Experts think it could be a neutron star or a white dwarf – collapsed cores of stars – with an ultra-powerful magnetic field, also known as a magnetar. As it spins through the cosmos, the ‘spooky’ object sends out a beam of radiation, and for one minute in every 20 it is one of the brightest objects in the night sky.

Observations show it releasing a giant burst of energy three times an hour.  

Astrophysicist Dr Natasha Hurley-Walker, from the Curtin University, International Centre for Radio Astronomy Research (ICRAR) in Australia, led the team that made the discovery. Her team was mapping radio waves in the universe when they came across the potential ‘magnetar’.

Curtin University Honours student Tyrone O’Doherty discovered the object using the Murchison Widefield Array (MWA) telescope in outback Western Australia. He said: “It’s exciting that the source I identified last year has turned out to be such a peculiar object.” 

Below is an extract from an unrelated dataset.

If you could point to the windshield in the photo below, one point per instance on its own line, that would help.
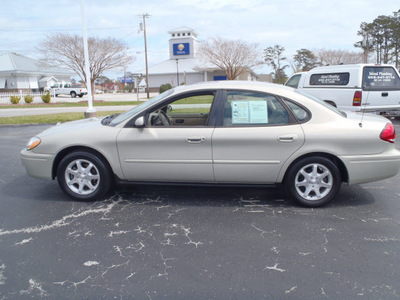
(327, 105)
(129, 113)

Neutron stars are the collapsed, burnt-out cores of dead stars.

When large stars reach the end of their lives, their core will collapse, blowing off the outer layers of the star. This leaves an extremely dense object known as a neutron star, which squashes more mass than is contained in the sun into the size of a city.

A neutron star typically would have a mass that’s perhaps half-a-million times the mass of the Earth, but they’re only about 20 kilometres across. This means that a handful of material from this star would weigh as much as Mount Everest.

They are very hot, perhaps a million degrees, highly radioactive, and have incredibly intense magnetic fields.

This makes them arguably the most hostile environments in the universe today, according to Professor Patrick Sutton, head of Cardiff University’s gravitational physics department.

The dense objects, in particular their cores, are key to our understanding of the universe’s heavy elements.

The mysterious object that has just been discovered could also be a magnetar, which is an incredibly magnetic neutron star. 

“This object was appearing and disappearing over a few hours during our observations. That was completely unexpected. It was kind of spooky for an astronomer, because there’s nothing known in the sky that does that,” said Dr Hurley-Walker, “It’s really quite close to us — about 4,000 light years away. It’s in our galactic backyard.”

Dr Hurley-Walker added that the observations match a predicted astrophysical object called an ‘ultra-long period magnetar’. “It’s a type of slowly spinning neutron star that has been predicted to exist theoretically,” she said, “But nobody expected to directly detect one like this, because we didn’t expect them to be so bright. Somehow it’s converting magnetic energy to radio waves much more effectively than anything we’ve seen before.” 

Objects that turn on and off in the universe are not new, and astronomers call them transients, with some appearing over the course of a few days and disappearing after a few months, and others flashing on and off within milliseconds or seconds.

However, ICRAR-Curtin astrophysicist and co-author Dr Gemma Anderson said finding something that turned on for just a minute made the new discovery unusual. She explained that the mysterious object was incredibly bright and smaller than the sun, emitting the kind of radio waves that suggested it had an extremely strong magnetic field.

Researchers are now monitoring the object to see if it switches back on, and plan to search for ore of these unusual objects in the vast archives of the MWA.